Investing is a 'no-called-strike game'...

At least, that's what legendary investor Warren Buffett likes to say.

Baseball players don't have the luxury of waiting for the perfect pitch – three strikes and you're out. In contrast, Buffett knows that part of what makes him such a successful investor is his patience.

You don't have to buy and sell every stock you see. You'll never "strike out" by passing on certain opportunities. You can (and should) wait for the right stock at the right time.

It's a philosophy that JPMorgan Chase (JPM) CEO Jamie Dimon seems to have taken to heart.

Dimon has been at the helm of the bank since 2005. In that time, the market has encountered its fair share of crises and financial storm clouds.

And every time, Dimon and JPMorgan have come out on top... avoiding much of the pain that harms or even kills the competition.

Today, we'll take a closer look at Dimon's strategy over the years... and the recent choices that set JPMorgan up for success in the wake of March's bank failures.

The bedrock of JPMorgan's balance sheet is built on others' failures...

Take its bailout of investment bank Bear Stearns in 2008. JPMorgan only paid about $1 billion for the bank. In the process, it got Bear Stearns' brand-new $1.2 billion office building.

In the same year, it picked up failed bank Washington Mutual's $188 billion in deposits and $307 billion in assets... all for less than $2 billion.

Since Dimon took over as CEO, JPMorgan's Uniform return on equity ("ROE") has averaged about 15%.

To understand a bank's profitability, we can't rely on our usual measure... return on assets ("ROA"). This is because banks aren't run like other companies with traditional assets.

Instead, they generate profits from the difference in interest on the money they borrow and the money they lend. This difference is the ROE.

For context, most banks' cost of capital is around 9%. The industry average Uniform ROE is around 10%. JPMorgan's strategy of scooping up failed banks at a discount has helped propel returns higher than its peers'.

And it's not done yet.

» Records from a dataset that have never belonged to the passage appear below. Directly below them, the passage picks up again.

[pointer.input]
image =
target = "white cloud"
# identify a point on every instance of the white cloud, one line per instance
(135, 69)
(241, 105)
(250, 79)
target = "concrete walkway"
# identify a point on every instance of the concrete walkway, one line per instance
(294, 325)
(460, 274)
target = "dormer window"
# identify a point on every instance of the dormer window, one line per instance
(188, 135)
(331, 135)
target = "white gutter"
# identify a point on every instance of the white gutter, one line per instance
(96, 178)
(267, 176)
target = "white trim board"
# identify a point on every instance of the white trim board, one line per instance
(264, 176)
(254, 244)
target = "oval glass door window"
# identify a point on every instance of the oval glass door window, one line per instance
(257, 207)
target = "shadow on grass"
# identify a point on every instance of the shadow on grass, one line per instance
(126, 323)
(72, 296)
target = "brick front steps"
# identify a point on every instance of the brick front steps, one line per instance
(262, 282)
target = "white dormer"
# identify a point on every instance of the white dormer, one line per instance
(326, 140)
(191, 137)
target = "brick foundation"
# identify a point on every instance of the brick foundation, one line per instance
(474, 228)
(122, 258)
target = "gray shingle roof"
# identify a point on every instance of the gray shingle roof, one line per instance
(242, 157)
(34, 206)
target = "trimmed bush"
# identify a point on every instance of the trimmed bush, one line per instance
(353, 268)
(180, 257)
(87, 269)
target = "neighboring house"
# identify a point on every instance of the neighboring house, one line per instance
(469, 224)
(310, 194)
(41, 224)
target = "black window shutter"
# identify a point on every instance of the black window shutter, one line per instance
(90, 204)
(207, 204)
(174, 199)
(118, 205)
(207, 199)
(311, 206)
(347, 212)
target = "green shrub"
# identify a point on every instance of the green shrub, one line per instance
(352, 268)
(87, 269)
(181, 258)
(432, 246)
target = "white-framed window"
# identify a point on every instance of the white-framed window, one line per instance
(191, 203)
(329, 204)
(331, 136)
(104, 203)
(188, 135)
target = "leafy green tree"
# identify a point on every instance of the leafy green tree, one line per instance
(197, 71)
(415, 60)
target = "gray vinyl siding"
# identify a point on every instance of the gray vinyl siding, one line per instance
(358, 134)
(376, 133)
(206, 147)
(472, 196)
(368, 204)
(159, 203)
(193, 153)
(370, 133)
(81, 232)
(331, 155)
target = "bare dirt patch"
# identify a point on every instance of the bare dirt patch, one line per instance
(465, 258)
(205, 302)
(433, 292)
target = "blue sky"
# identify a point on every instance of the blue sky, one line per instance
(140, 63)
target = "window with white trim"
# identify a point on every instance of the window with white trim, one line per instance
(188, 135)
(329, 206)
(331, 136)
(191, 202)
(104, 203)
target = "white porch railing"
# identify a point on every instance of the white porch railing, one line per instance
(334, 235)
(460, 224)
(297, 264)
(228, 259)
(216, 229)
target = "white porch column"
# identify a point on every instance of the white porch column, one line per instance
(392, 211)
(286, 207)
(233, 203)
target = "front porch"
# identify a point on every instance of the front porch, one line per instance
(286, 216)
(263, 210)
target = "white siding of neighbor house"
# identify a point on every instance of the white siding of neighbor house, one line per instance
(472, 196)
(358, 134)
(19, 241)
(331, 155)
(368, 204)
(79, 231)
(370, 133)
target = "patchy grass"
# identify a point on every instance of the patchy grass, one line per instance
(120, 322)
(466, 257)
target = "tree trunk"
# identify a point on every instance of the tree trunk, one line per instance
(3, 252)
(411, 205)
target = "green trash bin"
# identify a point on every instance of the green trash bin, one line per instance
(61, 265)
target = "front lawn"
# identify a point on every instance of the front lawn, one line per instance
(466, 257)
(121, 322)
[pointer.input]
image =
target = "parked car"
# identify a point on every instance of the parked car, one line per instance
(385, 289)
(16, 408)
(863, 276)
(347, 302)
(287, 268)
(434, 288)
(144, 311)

Earlier this year, JPMorgan took advantage of the regional-bank collapse started by Silicon Valley Bank ("SVB")...

SVB's collapse knocked down several other dominoes, including sterling private-bank franchise First Republic Bank. JPMorgan scooped up First Republic for pennies on the dollar.

Dimon may have something else up his sleeve... With venture capital-friendly SVB gone, it appears JPMorgan is taking advantage of this newly formed gap in the market. The bank has begun hiring a significant number of bankers and executives who specialize in startups and venture-capital companies.

It just so happens that a lot of First Republic's client base was in the startup space. While many startup companies banked with SVB, their executives frequently banked with First Republic.

This is a massive growth opportunity for JPMorgan. Not only did it acquire an excellent banking franchise... it's also gearing up to capture all of SVB's venture-capital business.

And yet, the market is bearish about the bank.

Investors expect JPMorgan to break its 18-year streak...

We can see this through our Embedded Expectations Analysis ("EEA") framework.

We begin by looking at a company's current stock price and calculate what the market expects from the company's future cash flows. We then compare that figure with our own cash-flow projections.

In short, it tells us how well a company has to perform in the future to justify what the market is paying for it today.

The market expects JPMorgan's Uniform ROE to drop to 13%... a figure it hasn't seen since the 2008 financial crisis.

See for yourself...

JPMorgan is a sector leader for a reason. The company's Uniform ROE hasn't dropped below 14% for almost 20 years. Yet investors think it's headed even lower from here.

They're blatantly ignoring the bank's tried-and-tested strategy. It has a proven track record of using others' weaknesses to power its own business higher.

Dimon has shown time and again that he won't rush in when everyone else does. He'll wait for the right time to strike. That's what he's doing now with the First Republic acquisition and JPMorgan's plan to fill the gap left by SVB.

If Dimon's moves this year are as successful as they were during the Great Recession, investors betting against JPMorgan are sorely mistaken.